フロリダ同性愛バー襲撃テロ 国内分裂の矛盾突くIS
Japan In-depth / 2016年6月13日 9時14分
岩田太郎(在米ジャーナリスト)
「岩田太郎のアメリカどんつき通信」
米フロリダ州オーランド市の人気ゲイバー「パルス」で、過激派組織「イスラム国」(IS)の思想に影響を受けたニューヨーク州生まれのアフガニスタン系米国人オマル・マティーン容疑者(享年29)が12日早朝、合法的に入手したAR-15ライフルや銃で同性愛客を標的にした攻撃を行い、50名が死亡・53名が負傷した(日本時間13日6時現在)事件は、米史上最大・最悪の銃撃事件となり、米政府はイスラム過激派のヘイトクライム(憎悪犯罪)テロ攻撃と認定した。
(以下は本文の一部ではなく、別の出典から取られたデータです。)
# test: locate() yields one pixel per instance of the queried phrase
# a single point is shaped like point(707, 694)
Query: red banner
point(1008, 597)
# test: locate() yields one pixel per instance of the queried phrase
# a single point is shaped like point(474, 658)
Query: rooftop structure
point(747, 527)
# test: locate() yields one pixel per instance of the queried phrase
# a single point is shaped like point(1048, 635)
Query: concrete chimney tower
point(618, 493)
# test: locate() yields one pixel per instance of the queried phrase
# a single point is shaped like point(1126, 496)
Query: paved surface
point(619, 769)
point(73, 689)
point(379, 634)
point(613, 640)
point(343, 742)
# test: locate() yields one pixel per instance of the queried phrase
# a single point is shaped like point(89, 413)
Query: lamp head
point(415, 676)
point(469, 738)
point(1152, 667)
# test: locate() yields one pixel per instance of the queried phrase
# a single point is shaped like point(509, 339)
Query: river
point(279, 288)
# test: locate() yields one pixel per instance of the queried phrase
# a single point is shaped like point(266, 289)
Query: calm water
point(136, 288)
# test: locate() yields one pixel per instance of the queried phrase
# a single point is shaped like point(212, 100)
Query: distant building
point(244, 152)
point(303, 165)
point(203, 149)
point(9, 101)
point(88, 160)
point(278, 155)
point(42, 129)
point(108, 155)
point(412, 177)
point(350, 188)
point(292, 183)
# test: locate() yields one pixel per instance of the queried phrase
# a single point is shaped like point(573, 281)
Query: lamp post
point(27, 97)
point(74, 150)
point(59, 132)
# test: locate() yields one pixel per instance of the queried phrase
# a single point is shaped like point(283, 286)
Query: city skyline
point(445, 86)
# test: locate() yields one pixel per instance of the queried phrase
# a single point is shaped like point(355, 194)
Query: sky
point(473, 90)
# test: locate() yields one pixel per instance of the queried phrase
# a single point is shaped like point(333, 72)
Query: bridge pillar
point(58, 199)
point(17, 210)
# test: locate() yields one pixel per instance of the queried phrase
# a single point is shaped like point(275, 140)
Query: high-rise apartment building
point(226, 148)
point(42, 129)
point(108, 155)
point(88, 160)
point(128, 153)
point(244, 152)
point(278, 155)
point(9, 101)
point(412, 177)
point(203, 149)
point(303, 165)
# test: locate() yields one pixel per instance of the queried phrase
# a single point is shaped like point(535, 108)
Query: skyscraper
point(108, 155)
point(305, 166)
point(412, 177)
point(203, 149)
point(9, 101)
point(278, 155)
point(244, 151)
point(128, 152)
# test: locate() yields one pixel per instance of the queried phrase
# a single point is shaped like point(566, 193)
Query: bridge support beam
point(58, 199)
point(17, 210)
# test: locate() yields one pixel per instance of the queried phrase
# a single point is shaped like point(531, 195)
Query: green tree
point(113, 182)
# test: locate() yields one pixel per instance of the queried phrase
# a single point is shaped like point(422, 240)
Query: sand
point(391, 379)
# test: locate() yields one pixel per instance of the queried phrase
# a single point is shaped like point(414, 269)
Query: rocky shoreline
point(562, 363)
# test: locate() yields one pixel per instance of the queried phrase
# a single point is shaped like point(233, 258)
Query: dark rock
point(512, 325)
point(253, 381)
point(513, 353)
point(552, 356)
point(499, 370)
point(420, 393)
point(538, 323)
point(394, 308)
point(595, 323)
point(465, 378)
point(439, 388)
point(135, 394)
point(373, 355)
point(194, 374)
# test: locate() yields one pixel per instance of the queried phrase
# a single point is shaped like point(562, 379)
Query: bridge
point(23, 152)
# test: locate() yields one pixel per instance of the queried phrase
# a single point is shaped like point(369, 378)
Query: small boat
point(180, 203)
米欧の軍事的攻撃により本拠地のイラクとシリアで弱体化したISに忠誠を誓うマティーン容疑者の行動は、米国内で高まるイスラムへの憎悪感情や銃規制を決められない米国政治の無能ぶりを巧妙に突き、米国が自国の矛盾や問題を解決できないことを浮き彫りにした。テロ直後の現在の米国は表面上「反テロ」で団結しているが、いずれ世論が割れ、米社会がさらに分裂して弱体化し、ISや他のイスラム過激派を利するだろう。
このテロは、米大統領選で「反イスラム」的姿勢をとり、銃規制に反対する共和党のドナルド・トランプ候補(69)と、「寛容社会」の言説を用い、銃規制を訴える民主党のヒラリー・クリントン候補(68)が本選で一騎打ちとなるタイミングで引き起こされたため、本選では銃規制や同性愛者政策や対イスラム政策が争点になり、国論分裂を深めよう。
バラク・オバマ大統領は、過激派の意図を敏感に感じ取り、記者会見で「米国人として結束して立ち向かわなければならない」と訴えた。だがすでに、分裂の兆候は表れている。
保守派とリベラル派はテロ非難で一致しているが、多くの保守派論客は今回の事件が「イスラム過激派によるテロ」である側面を強調し、マティーン容疑者の動機の一部が同性愛者嫌悪であることに触れない。同容疑者は以前、同性愛者の多いマイアミ市で二人の男性がキスをしているのを目撃して憤り、父親にその感情をぶちまけていた。
共和党のダン・パトリック・テキサス州副知事(66)は、「人は種を蒔けば、その刈り取りもする」という新約聖書の句を引用したツイートを行い、テロの犠牲になった同性愛者は、天罰を受けたと示唆した。また、同党のトランプ候補は、「オバマ大統領は、やっと『イスラム過激派』という言葉を口にするだろうか。イスラム過激派を名指ししないなら、恥じて辞めるべきだ」とツイートしている。トランプ支持者のイスラム憎悪は増幅される。